Lane pulled up in front of the farmhouse. It looked in even worse shape close up than it did in the binoculars. A section of the roof had collapsed, and the entire building looked as if it was about to collapse in on itself.
The nearby barn was a wreck, too, as were the other buildings. It had probably been thirty or forty years since anybody had lived here.
“Not exactly a retirement palace,” Frances said.
“Speyer may be desperate, but not this desperate,” Lane told them. “He and his people aren't here.” Lane sat back in his seat and
stared at the house. They were missing something. Speyer might be a megalomaniac, but he wasn't stupid. He'd been well trained by his Russian masters, and had the Soviet Union not fallen apart, and the Berlin Wall not come down, Speyer would have risen very high in the Stasi. The place was significant.
Hughes was doing something on his laptop. He grunted in satisfaction. “Okay, this is the right location,” he said. “Nobody has tampered with the signs and this is definitely where the telephone call originated.”
“Could it have been a cell phone?”
“Land line,” Hughes said.
“There are no phone lines coming to the house. They would have led along the driveway.”
“Maybe they're buried underground,” Frances suggested.
“Not out here, and not thirty or forty years ago.”
“This is the right spot, William,” Hughes said. “The phone call this morning originated from right here.”

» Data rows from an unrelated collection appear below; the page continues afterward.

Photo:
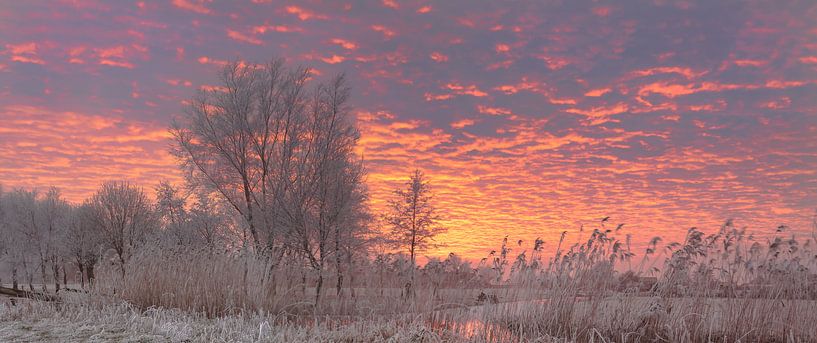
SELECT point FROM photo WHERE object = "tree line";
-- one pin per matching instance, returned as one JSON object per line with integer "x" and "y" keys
{"x": 270, "y": 167}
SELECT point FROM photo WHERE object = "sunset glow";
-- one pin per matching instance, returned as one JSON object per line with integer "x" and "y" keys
{"x": 528, "y": 119}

“Then we'd better take a closer look—” Lane said, when Hughes's computer chirped.
“Hold on,” Hughes said. His fingers raced over the keyboard. “It's an incoming call from Thomas Mann. Encrypted.”
“Incoming here?”
Hughes looked up and nodded. “Right here, William. Thomas Mann is having a conversation with someone in this house at this moment.”

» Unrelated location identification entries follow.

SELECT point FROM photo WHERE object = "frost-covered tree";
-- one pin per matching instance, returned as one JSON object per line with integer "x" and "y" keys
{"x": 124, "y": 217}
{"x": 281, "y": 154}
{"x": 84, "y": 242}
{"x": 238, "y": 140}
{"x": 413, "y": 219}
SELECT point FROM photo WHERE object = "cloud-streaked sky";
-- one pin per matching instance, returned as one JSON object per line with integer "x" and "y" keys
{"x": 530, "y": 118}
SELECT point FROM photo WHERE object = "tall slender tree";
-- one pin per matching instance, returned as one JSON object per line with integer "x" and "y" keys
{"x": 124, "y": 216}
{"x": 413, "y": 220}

“Stay here. If there's any trouble beep the horn.” He and Frances got out and, guns in hand, went into the house, holding up in the entry hall.
Stairs were to the left, living room to the right, dining room and kitchen farther back. The place was deserted, there was no doubt of it, yet the computer was telling them that Thomas Mann was talking to someone here and now.
Lane motioned for Frannie to cover him as he went back and eased open the door to the cellar. Light came from two broken-out windows. The stairs were gone, and the basement floor was under at least a half-foot of water.
They quickly checked the rest of the ground floor, leapfrogging from room to room; first Lane in the lead and then Frances.
Finding nothing, they took the stairs to the second floor as quickly and as quietly as possible. In a back bedroom Lane pulled up short.
An electronic unit, about half the size of a VCR, was wired to a six-inch dish pointed out a broken window. Several green lights flickered on the front panel.
“Damn,” Lane said, pushing Frances back out into the corridor and out of any sight line through the window.
“What is it?” she demanded.
“They're across the creek. Tommy was right, this place is being used as a blind.” He holstered his gun at the small of his back and hustled her back downstairs. “That was a microwave relay for telephone calls.”
“They know we're here.”
“Unless they stationed someone on this side of the house they wouldn't have gotten a clear look at our faces. They might think that we're doing nothing but looking at a piece of property for sale.”